Is BDS too blind and blunt?


June 14, 2015
Sarah Benton

First,a journalist’s account from CS Monitor; second, a harsh critique from Dmitry Shumsky who thinks BDS obscures Israel’s unique colonialism.


Omar Barghouti, co-founder of the BDS campaign

BDS: Is growth of anti-Israel boycott all good news for Palestinians?

As the boycott, divestment, and sanctions movement gathers steam – rattling Israelis – many Palestinian activists feel empowered. But others see it as counterproductive.

By Christa Case Bryant, Staff writer, Christian Science Monitor
June 12, 2015

JERUSALEM — Palestinian activists are revelling in the anti-Israel boycott’s momentum as it approaches its 10th anniversary in July.

From Stanford’s student senate to the Presbyterian Church to the chief executive of French telecom giant Orange, a broad spectrum of foreigners are pressuring Israel to end its occupation of the Palestinian territories. (Orange’s CEO said Friday, however, that he opposed the boycott movement and wouldn’t pull out of Israel.)

Israeli leaders and supporters appear increasingly rattled, holding debates in parliament, organizing conferences on anti-boycott strategies and fundraising efforts, and launching websites against the boycott, divestment, and sanctions (BDS) movement. Some critics of the movement say it targets Israel’s very existence, not just the occupation.

“The BDS movement has triggered unprecedented debate within Israeli society about Israel’s regime of occupation, settler-colonialism, and apartheid, showing Israeli society that there is a fast-rising price to be paid for maintaining this regime of oppression,” says Omar Barghouti, a Palestinian human rights activist and co-founder of the movement.

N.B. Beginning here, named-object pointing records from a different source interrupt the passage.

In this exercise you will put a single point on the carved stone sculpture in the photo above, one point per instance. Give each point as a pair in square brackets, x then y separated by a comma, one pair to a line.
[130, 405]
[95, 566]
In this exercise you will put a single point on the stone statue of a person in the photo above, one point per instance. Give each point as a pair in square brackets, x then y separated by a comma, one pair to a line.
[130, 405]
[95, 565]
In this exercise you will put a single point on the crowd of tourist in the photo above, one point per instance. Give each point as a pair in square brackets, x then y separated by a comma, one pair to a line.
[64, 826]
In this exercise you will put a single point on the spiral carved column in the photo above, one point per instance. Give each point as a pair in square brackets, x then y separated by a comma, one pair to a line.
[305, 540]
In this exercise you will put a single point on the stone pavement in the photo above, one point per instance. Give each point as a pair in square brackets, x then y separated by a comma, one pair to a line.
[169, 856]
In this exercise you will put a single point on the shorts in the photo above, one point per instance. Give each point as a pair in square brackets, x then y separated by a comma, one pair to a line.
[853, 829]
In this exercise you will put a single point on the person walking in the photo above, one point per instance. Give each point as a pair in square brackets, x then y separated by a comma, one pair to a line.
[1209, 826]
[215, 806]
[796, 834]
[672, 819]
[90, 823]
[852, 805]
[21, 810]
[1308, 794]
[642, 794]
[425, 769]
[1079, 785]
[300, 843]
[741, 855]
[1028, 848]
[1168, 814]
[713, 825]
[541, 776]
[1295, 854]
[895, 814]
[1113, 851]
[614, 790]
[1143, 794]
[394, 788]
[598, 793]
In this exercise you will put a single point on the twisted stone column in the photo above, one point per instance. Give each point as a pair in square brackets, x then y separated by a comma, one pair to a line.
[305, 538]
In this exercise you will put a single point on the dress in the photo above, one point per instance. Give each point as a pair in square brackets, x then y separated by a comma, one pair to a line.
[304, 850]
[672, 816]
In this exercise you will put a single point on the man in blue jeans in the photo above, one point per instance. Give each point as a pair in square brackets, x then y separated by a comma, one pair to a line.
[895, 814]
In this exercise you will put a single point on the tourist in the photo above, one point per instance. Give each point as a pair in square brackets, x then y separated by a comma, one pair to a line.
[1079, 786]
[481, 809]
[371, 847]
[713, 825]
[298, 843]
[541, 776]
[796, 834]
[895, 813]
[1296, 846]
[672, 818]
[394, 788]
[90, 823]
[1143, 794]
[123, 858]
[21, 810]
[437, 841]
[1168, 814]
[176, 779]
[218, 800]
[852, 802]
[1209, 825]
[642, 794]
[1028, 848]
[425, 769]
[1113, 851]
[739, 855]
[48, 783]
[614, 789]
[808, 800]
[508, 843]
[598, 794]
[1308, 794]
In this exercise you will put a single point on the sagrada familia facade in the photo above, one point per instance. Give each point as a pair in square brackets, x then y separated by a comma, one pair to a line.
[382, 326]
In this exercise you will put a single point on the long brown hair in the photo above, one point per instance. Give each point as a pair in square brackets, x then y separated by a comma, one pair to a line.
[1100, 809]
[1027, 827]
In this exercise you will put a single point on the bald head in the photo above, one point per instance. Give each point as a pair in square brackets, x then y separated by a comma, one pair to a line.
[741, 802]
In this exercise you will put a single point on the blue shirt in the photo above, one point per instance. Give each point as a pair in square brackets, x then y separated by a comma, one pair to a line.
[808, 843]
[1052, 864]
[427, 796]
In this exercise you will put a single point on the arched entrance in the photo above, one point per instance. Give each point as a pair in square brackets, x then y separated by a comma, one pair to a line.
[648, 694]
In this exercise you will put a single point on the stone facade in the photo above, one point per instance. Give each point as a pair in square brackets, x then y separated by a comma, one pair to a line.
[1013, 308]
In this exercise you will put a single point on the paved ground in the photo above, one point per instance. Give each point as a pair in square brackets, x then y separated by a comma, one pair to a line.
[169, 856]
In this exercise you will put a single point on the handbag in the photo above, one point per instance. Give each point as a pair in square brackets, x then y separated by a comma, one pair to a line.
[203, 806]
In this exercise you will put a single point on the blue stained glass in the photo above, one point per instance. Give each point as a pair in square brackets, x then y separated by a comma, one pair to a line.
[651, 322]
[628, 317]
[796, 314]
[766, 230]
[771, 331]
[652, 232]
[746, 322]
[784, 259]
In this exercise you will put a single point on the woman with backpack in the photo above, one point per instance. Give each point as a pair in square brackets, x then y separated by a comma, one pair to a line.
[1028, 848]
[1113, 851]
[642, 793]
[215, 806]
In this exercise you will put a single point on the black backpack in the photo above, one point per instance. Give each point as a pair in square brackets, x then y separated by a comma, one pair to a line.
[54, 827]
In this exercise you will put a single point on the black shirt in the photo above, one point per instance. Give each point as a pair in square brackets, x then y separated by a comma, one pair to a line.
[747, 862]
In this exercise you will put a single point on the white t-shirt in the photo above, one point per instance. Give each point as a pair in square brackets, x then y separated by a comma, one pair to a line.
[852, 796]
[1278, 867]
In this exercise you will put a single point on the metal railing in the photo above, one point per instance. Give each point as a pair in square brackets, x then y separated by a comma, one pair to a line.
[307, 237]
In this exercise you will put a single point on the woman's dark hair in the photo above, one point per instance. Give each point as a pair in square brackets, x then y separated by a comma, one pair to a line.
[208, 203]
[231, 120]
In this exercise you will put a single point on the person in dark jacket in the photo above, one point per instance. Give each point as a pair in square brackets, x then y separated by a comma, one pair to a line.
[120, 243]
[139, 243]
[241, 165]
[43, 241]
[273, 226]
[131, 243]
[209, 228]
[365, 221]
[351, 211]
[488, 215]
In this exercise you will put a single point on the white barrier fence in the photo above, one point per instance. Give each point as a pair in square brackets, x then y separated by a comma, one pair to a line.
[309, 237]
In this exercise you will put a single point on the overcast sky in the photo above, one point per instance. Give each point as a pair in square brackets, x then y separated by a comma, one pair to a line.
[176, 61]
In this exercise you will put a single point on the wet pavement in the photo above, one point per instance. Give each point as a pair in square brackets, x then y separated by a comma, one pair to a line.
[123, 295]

But there’s also a cost for some Palestinians: Those engaging with Israelis – in business, sports, culture, and dialogue to address the conflict – are increasingly pressured to quit. They are branded negatively as “normalizers” – appearing to endorse the Israeli occupation as normal or sustainable – or even traitors, and some have received death threats.

At issue are two different perspectives on the Israeli-Arab [sic]conflict. One portrays it as one-sided colonial oppression that can be overcome via financial, legal, and social pressure. The other sees it as an asymmetrical conflict fueled by hatred and fear that perpetuates a cycle of violence and cannot be solved by power alone.

Building trust to resolve conflict

As Israeli and Palestinian societies become increasingly segregated, those seeking engagement with the other side say such activities are not only legitimate but a crucial means to ending the occupation – and the conflict.

“If we don’t have this trust, we will never have any kind of solution for this conflict,” says Wisam Mousa Seder of Minds for Peace, which organizes peace congresses of Israeli and Palestinian citizens that draft grass-roots peace agreements and push their leaders to follow suit.

Last year, their congress in Ramallah was disrupted by protesters, and the participants were whisked away under Palestinian Authority police escort. Mr. Seder, a boxer and coach who has competed at more than 20 international competitions, was suspended from the Palestine Olympic Federation.

“We understand the desire of Palestinian activists to avoid programs that can be exploited to make the status quo – which is untenable for Palestinians – appear comfortable,” says Leslie Ordeman, press attaché for the US Consulate in Jerusalem.

“However, the anti-normalization movement feels almost Orwellian,” he says. “It effectively cuts off any type of interaction between average Palestinians and average Israelis, which makes it very easy for each side to dehumanize the other…. There is no room to engage with anyone who might actually need to be convinced.”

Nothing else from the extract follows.